Tumbado en la oscuridad meditó durante toda la noche, rechazando una tras otra las mil disparatadas ideas que acudieron a su mente, puesto que la lógica desesperación le impulsaba a aferrarse a ilusiones que carecían por completo del más mínimo fundamento, y no cabía confiar en que ningún cerril misacantano de cerebro de mosquito se aviniera a aceptar el hecho de que en un mundo desconocido de allende el océano existiese un líquido negro y maloliente que tenía la virtud de flotar sobre las aguas y que en determinadas circunstancias era capaz de arder convirtiendo el universo en un infierno.
Semejante fenómeno no constaba desde luego en las Sagradas Escrituras, ni mucho menos en las Reales Ordenanzas, mientras que por el contrario Fray Tomás de Torquemada se había apresurado a advertir muy seriamente en sus temidas Instrucciones a los Inquisidores del peligro que corrían quienes se esforzaban por achacar a la inocente Naturaleza actos que había que atribuir sin duda alguna a la maligna intervención del astuto Ángel Negro.

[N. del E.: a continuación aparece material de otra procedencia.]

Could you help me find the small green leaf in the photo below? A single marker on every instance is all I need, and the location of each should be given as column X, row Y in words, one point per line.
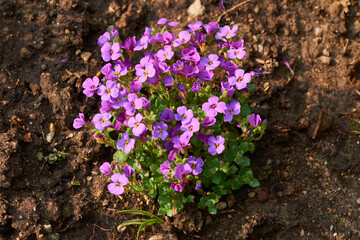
column 120, row 156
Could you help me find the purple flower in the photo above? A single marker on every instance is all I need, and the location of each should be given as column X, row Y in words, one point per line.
column 160, row 131
column 138, row 128
column 195, row 165
column 241, row 79
column 165, row 21
column 119, row 71
column 133, row 103
column 105, row 168
column 195, row 26
column 181, row 170
column 147, row 72
column 172, row 154
column 226, row 32
column 255, row 120
column 206, row 76
column 168, row 81
column 210, row 63
column 190, row 54
column 184, row 37
column 236, row 53
column 212, row 107
column 211, row 27
column 127, row 143
column 129, row 44
column 80, row 121
column 128, row 171
column 209, row 121
column 221, row 5
column 165, row 168
column 118, row 183
column 109, row 52
column 91, row 86
column 196, row 87
column 216, row 145
column 184, row 115
column 231, row 109
column 109, row 91
column 165, row 54
column 167, row 115
column 105, row 38
column 101, row 121
column 142, row 44
column 192, row 126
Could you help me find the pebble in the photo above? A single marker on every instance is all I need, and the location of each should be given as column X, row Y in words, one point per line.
column 251, row 194
column 163, row 237
column 25, row 53
column 221, row 205
column 326, row 52
column 230, row 200
column 325, row 60
column 85, row 56
column 262, row 196
column 318, row 31
column 290, row 190
column 196, row 9
column 43, row 67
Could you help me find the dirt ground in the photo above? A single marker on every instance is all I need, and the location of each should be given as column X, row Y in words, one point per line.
column 308, row 162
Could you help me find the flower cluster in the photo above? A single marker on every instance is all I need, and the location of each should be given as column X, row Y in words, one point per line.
column 175, row 112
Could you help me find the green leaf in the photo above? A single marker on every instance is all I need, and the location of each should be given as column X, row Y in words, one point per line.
column 120, row 156
column 212, row 210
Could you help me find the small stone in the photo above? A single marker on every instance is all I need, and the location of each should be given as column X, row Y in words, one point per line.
column 32, row 116
column 43, row 67
column 318, row 31
column 221, row 205
column 164, row 237
column 325, row 60
column 230, row 200
column 251, row 194
column 262, row 196
column 290, row 190
column 85, row 56
column 326, row 52
column 196, row 9
column 25, row 53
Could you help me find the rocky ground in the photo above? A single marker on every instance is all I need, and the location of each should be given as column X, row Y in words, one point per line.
column 308, row 162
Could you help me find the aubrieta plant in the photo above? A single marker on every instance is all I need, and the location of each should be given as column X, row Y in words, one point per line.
column 180, row 119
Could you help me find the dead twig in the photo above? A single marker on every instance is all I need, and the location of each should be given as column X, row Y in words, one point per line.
column 231, row 9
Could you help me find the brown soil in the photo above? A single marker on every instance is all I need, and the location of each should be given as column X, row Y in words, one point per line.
column 308, row 162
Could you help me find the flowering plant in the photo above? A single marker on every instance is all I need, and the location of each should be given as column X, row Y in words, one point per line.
column 180, row 119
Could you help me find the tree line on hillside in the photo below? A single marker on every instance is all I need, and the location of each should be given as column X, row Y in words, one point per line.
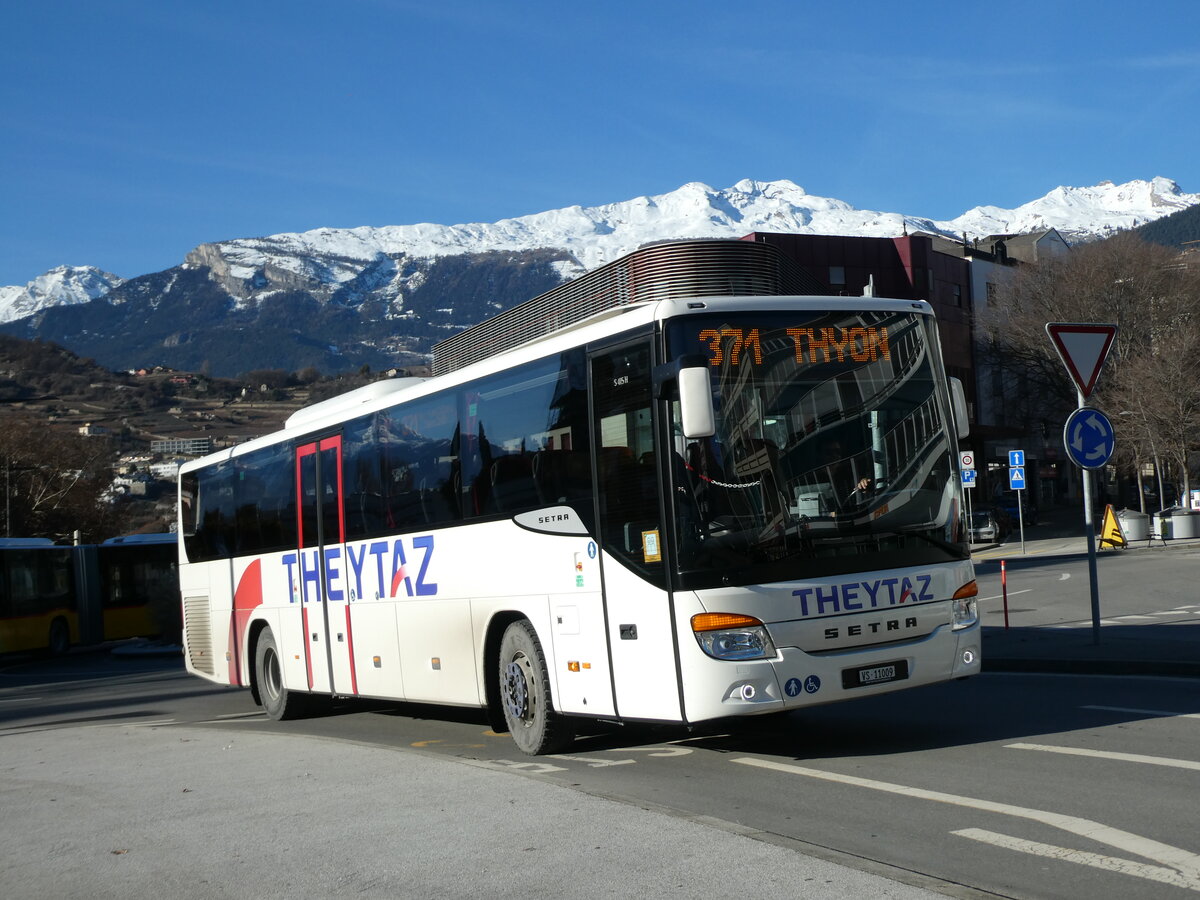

Había que descartar toda opción al diálogo y al convencimiento racional de que el incendio del navío y el consecuente fallecimiento de algunos de sus tripulantes habían sido fruto de la astucia y no de inconfesables pactos demoníacos, sin que quedara más opción que el uso de la fuerza para salvar de la hoguera a una mujer que no había cometido otro delito que amar desesperadamente a un hombre.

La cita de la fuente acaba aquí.